Still in its early stages of development, Skype Translator, as it's being called for now, will provide voice and text language translation for calls between people speaking different languages.

Microsoft CEO Satya Nadella and Gurdeep Pall, the vice president in charge of Skype, demonstrated the technology Tuesday night in California at the Code Conference, sponsored by tech-news site Re/Code.

"It is going to make sure you can communicate with anybody without language barriers," Nadella said at the gathering in suburban Los Angeles. "In fact, it's the most human of things."

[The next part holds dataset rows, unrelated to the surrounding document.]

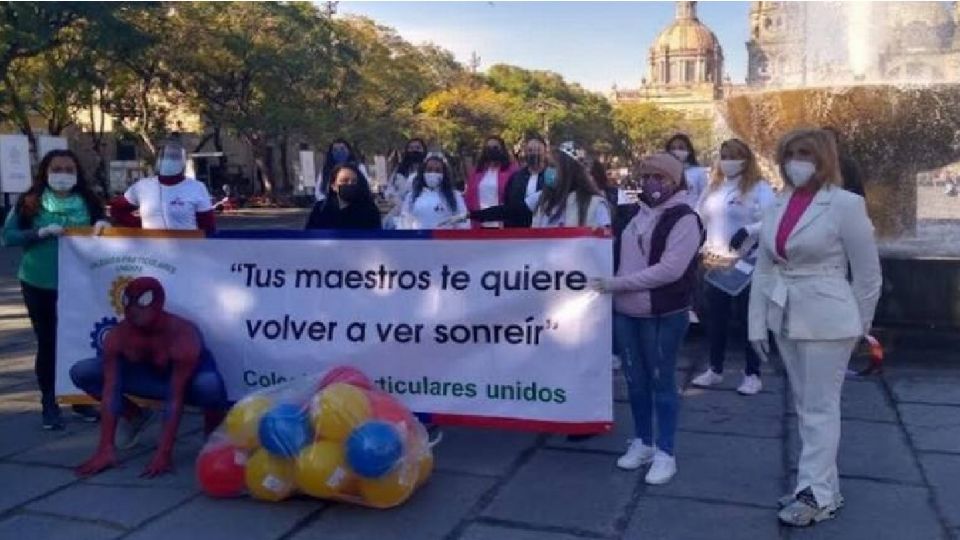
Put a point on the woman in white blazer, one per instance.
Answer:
(802, 295)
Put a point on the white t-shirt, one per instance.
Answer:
(430, 209)
(697, 181)
(169, 207)
(725, 211)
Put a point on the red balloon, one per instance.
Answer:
(385, 407)
(346, 374)
(220, 470)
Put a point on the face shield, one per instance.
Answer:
(171, 160)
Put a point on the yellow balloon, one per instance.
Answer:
(390, 489)
(320, 470)
(243, 420)
(269, 478)
(337, 410)
(424, 468)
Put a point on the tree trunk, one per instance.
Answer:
(284, 165)
(259, 147)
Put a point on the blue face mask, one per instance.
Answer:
(550, 177)
(340, 155)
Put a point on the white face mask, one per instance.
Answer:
(799, 172)
(731, 167)
(61, 181)
(170, 167)
(433, 179)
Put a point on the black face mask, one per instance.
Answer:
(494, 154)
(349, 192)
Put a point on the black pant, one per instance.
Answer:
(42, 309)
(719, 307)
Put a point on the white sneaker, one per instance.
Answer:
(707, 378)
(751, 385)
(638, 455)
(663, 468)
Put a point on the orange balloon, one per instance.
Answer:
(269, 478)
(337, 410)
(390, 489)
(321, 471)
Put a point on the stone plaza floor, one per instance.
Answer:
(899, 465)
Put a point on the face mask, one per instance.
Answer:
(170, 167)
(550, 177)
(340, 155)
(494, 154)
(61, 181)
(349, 192)
(433, 179)
(655, 192)
(799, 172)
(731, 167)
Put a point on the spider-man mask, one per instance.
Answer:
(143, 301)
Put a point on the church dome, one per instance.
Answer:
(686, 34)
(919, 26)
(686, 52)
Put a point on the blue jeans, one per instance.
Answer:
(140, 379)
(648, 348)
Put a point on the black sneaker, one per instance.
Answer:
(52, 419)
(86, 413)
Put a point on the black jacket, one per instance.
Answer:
(327, 214)
(514, 211)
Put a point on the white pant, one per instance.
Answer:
(816, 370)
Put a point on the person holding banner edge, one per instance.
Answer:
(168, 201)
(59, 198)
(653, 292)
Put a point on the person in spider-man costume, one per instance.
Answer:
(150, 354)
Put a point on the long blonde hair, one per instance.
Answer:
(824, 150)
(749, 176)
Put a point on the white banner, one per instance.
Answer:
(469, 328)
(14, 163)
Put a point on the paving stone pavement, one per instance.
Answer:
(899, 464)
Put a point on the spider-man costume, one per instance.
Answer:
(151, 354)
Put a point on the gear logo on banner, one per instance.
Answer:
(116, 293)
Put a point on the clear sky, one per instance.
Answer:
(596, 44)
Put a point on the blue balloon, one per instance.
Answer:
(284, 430)
(373, 449)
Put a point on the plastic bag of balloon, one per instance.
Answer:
(332, 437)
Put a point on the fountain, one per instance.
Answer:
(894, 129)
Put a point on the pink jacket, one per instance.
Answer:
(635, 277)
(471, 195)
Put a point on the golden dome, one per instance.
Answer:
(686, 34)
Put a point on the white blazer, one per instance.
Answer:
(808, 296)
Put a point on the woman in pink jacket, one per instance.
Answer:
(488, 182)
(653, 292)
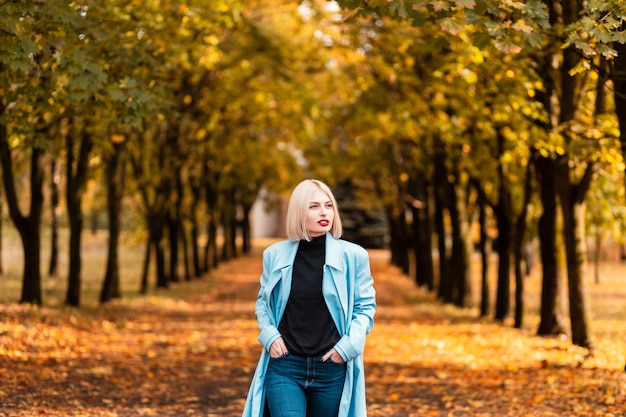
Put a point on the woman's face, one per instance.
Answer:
(320, 215)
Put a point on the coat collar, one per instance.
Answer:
(333, 254)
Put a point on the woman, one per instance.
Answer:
(315, 307)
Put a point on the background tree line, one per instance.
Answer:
(450, 117)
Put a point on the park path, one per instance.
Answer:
(191, 351)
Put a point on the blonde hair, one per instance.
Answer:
(298, 207)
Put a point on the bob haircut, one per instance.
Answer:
(298, 207)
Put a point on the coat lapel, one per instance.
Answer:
(334, 274)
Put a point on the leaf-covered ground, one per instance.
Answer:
(191, 351)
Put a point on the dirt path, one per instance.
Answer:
(191, 351)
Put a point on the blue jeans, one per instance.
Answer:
(304, 387)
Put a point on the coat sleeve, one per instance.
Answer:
(352, 344)
(265, 318)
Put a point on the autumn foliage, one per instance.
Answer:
(191, 351)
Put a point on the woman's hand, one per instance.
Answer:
(278, 348)
(333, 355)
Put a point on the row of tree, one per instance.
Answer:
(520, 124)
(443, 114)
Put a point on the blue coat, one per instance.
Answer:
(348, 289)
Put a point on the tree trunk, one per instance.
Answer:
(115, 178)
(28, 227)
(551, 320)
(504, 216)
(196, 195)
(399, 241)
(619, 85)
(518, 249)
(422, 243)
(483, 249)
(441, 185)
(461, 245)
(76, 184)
(54, 219)
(573, 229)
(1, 231)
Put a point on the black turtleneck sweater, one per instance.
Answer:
(307, 326)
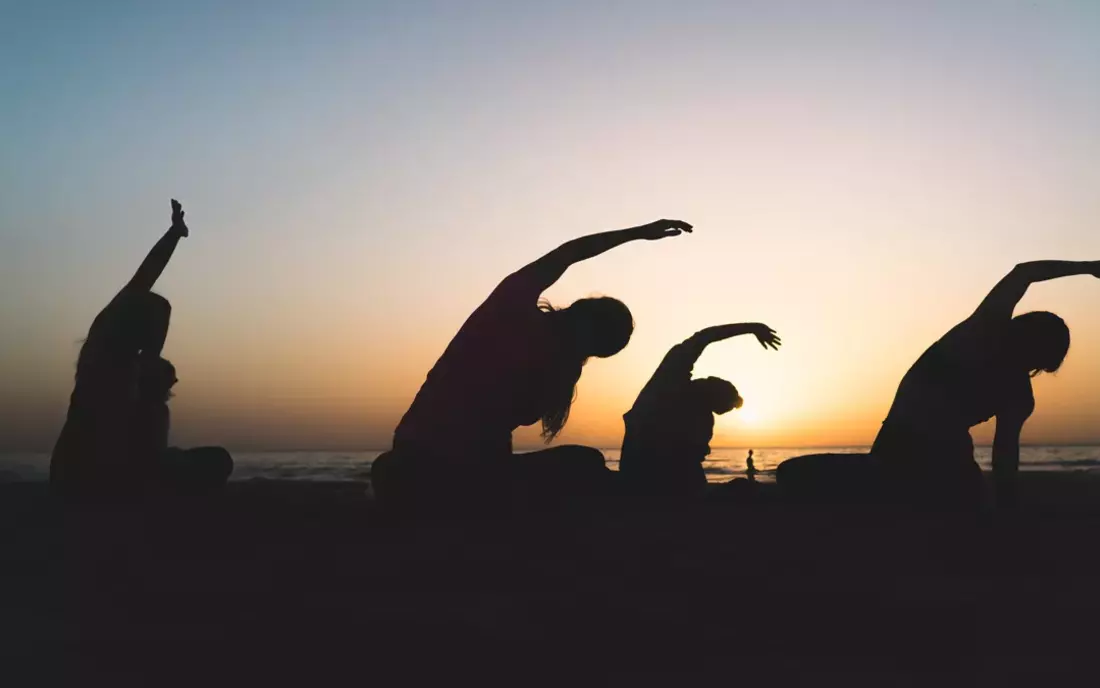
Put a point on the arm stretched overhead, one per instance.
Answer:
(1002, 299)
(158, 257)
(678, 363)
(550, 268)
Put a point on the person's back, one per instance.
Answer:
(91, 450)
(664, 445)
(670, 426)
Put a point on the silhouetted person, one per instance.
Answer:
(183, 471)
(670, 426)
(980, 369)
(95, 452)
(515, 362)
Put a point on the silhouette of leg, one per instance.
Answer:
(834, 478)
(568, 470)
(195, 471)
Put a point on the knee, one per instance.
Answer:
(220, 461)
(587, 458)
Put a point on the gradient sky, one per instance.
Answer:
(358, 176)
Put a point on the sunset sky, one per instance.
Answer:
(358, 176)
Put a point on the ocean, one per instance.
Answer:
(723, 465)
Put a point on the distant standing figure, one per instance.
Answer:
(516, 361)
(670, 426)
(97, 449)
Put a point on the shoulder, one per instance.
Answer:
(1018, 400)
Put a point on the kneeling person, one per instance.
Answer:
(670, 426)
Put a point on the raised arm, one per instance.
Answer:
(551, 266)
(157, 259)
(703, 338)
(1003, 298)
(678, 363)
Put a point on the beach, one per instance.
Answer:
(299, 581)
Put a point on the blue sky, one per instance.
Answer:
(359, 175)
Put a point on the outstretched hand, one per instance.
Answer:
(766, 336)
(660, 229)
(177, 219)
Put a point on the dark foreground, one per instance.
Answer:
(304, 583)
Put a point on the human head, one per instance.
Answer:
(716, 394)
(134, 323)
(1040, 341)
(598, 326)
(155, 379)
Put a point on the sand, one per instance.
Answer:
(306, 583)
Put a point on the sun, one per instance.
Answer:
(746, 416)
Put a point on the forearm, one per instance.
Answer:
(718, 332)
(1041, 271)
(592, 246)
(156, 261)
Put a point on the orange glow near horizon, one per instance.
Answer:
(858, 186)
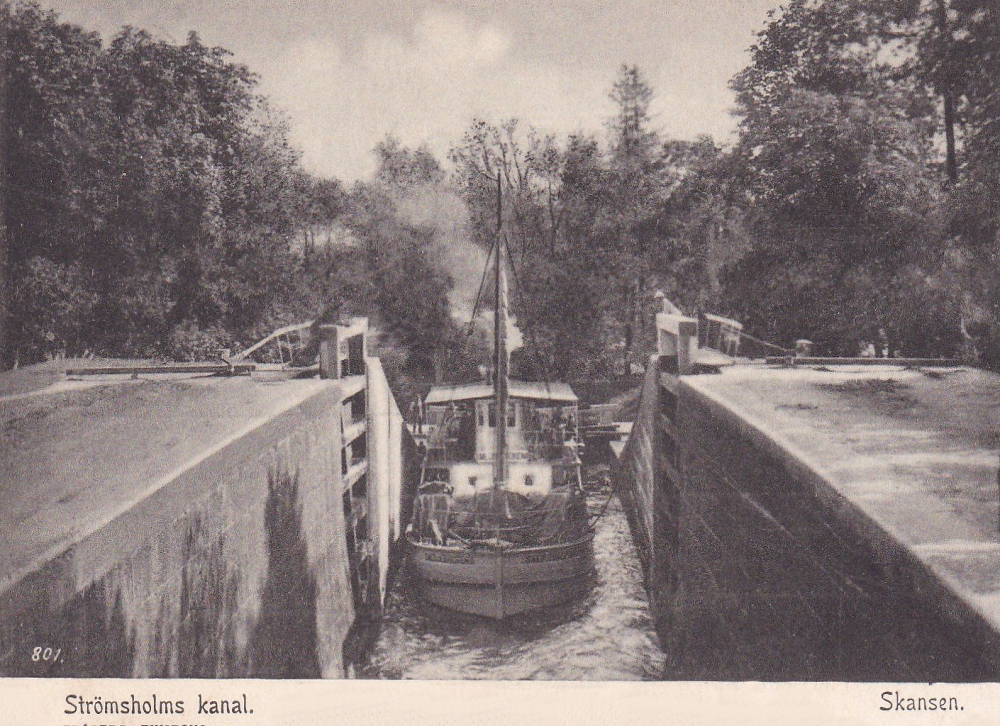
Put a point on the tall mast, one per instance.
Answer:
(500, 383)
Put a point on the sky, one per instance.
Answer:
(348, 72)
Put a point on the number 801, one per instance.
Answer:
(46, 654)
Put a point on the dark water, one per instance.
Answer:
(607, 635)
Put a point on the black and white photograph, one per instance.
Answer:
(440, 341)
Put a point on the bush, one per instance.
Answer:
(189, 343)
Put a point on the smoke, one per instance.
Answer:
(443, 210)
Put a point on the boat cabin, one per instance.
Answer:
(460, 424)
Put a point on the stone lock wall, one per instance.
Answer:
(239, 566)
(753, 570)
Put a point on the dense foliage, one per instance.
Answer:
(154, 205)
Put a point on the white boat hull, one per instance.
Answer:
(498, 583)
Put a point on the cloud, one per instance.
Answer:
(423, 84)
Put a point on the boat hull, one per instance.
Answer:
(498, 583)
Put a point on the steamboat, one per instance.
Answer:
(500, 523)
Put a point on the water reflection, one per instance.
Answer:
(608, 635)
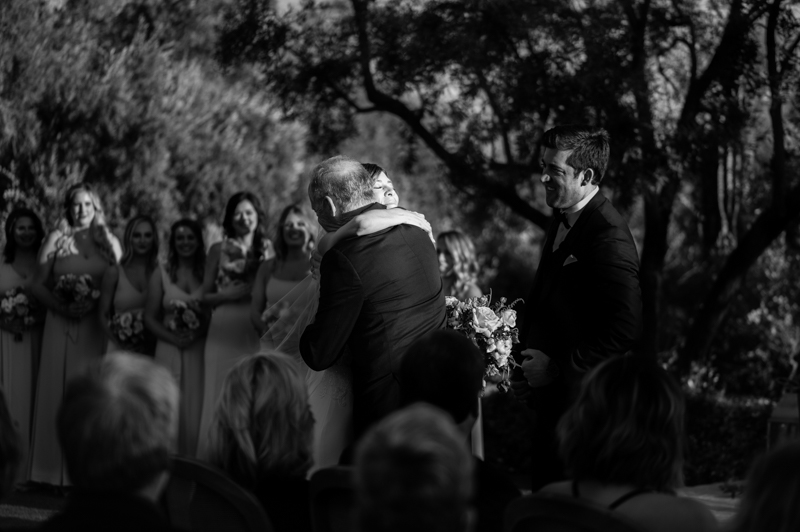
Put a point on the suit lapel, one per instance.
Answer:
(566, 248)
(574, 234)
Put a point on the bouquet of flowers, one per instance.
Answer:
(16, 307)
(185, 317)
(71, 288)
(128, 329)
(492, 328)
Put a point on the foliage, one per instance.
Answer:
(688, 90)
(121, 95)
(724, 437)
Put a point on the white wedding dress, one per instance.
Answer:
(330, 392)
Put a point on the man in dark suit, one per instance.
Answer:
(378, 293)
(585, 305)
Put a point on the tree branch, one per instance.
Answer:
(455, 164)
(501, 120)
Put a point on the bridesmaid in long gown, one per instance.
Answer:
(182, 354)
(73, 336)
(20, 342)
(227, 284)
(277, 277)
(124, 288)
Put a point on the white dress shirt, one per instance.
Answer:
(572, 214)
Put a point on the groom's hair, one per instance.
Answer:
(443, 368)
(589, 147)
(344, 180)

At the demo, Pall, speaking English, and a colleague speaking German conducted a Skype video call. There were a couple of instances when the voice and text translation mixed up minor parts of a sentence, but overall it appeared to be spot on.

The conversation was no simple "Hello, how are you?" either. It centered on Pall's plans to move to London and included the names of streets and neighborhoods in that city as well as discussion of his colleague's visits to Microsoft's headquarters in Redmond, Washington.

The two would speak, then wait while the program translated what was just said.

"It is early days for this technology, but the 'Star Trek' vision for a Universal Translator isn't a galaxy away, and its potential is every bit as exciting as those 'Star Trek' examples," Pall said in a blog post. "Skype Translator opens up so many possibilities to make meaningful connections in ways you never could before in education, diplomacy, multilingual families and in business."

After a short delay, the system posts one user's translated comments as text onscreen to the other user while a synthetic voice speaks them aloud.